Do consumers gain from the expansion of corporate control of the food chain? No. In 2012, Food and Water Watch issued a study noting how concentration in the pork, dairy, poultry and vegetable industries not only drives prices down for farmers, but also forces consumers to pay more than what they should for what they find on supermarket shelves. According to the National Farmers Union, farmers receive just $0.14 of every food dollar, with the vast majority of sales heading to marketing firms, retailers and processors.

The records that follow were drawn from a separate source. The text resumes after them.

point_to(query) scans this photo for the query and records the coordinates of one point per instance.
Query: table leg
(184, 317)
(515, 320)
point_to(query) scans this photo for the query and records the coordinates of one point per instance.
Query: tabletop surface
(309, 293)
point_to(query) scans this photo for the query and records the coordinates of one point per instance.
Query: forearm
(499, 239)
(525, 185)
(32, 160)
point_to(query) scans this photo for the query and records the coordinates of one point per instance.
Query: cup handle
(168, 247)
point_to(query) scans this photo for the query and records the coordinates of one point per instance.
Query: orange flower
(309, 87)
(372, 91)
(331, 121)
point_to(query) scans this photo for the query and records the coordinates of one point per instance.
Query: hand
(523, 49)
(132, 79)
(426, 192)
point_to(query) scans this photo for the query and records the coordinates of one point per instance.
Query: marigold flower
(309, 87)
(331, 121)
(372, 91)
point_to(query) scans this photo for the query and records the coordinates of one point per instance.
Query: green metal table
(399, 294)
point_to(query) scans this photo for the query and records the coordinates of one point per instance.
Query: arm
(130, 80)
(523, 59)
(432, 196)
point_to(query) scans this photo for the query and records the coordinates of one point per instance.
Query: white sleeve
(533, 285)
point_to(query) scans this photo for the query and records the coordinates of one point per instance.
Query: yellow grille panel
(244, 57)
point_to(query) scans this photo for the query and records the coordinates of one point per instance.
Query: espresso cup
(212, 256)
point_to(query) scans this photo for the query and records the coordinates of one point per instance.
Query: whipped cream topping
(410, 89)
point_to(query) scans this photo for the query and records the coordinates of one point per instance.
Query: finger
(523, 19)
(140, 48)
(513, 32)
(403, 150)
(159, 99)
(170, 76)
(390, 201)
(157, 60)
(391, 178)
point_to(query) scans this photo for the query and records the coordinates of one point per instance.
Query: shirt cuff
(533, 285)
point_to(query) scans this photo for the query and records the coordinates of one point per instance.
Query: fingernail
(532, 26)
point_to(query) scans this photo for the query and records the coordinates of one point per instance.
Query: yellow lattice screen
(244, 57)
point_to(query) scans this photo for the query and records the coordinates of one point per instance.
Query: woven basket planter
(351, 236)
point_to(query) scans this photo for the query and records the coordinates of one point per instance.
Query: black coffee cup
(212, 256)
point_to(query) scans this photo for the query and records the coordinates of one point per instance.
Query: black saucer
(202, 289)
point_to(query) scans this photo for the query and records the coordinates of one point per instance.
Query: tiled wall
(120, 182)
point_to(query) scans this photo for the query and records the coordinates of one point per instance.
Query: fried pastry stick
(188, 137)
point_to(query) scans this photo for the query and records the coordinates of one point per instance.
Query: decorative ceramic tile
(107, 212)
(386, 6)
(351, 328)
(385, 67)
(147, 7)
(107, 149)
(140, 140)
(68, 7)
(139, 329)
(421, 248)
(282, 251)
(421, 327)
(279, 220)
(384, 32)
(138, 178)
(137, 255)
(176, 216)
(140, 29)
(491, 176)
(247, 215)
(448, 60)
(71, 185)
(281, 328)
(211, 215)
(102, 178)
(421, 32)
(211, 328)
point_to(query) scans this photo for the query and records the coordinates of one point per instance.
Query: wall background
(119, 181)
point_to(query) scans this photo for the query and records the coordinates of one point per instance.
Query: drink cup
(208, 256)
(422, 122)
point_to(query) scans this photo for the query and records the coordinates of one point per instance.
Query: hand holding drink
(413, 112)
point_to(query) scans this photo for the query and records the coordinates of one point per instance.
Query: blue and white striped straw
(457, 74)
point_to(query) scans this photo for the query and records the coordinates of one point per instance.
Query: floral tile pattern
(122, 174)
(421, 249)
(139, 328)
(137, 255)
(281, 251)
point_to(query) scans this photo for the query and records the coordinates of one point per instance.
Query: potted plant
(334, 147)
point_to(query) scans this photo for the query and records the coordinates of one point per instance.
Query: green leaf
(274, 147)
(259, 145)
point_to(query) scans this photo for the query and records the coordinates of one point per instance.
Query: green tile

Concentration in agriculture — not just in dairy, but also in seeds, poultry and beef — prompted a series of workshops in 2010 between the Department of Justice and the United States Department of Agriculture to discuss the nature of competition — or rather, the lack thereof — in agriculture. From Wisconsin and Colorado, to Alabama and Washington, D.C., government officials heard stories and collected testimony from farmers and consumers on the lack of market transparency, anticompetitive mergers, and bid-rigging (when buyers of agricultural commodities agree to limit competition by agreeing on prices). The report issued after the workshops helped clarify central elements in antitrust law, yet failed to provide a strategy for moving forward.

Now, during a time of record farm bankruptcies, is the time for the government to launch a serious, concerted investigation on food monopolies. Farmers and consumers are losing trade deals — not with the Chinese, but with the agribusiness industries that have become too powerful and too large.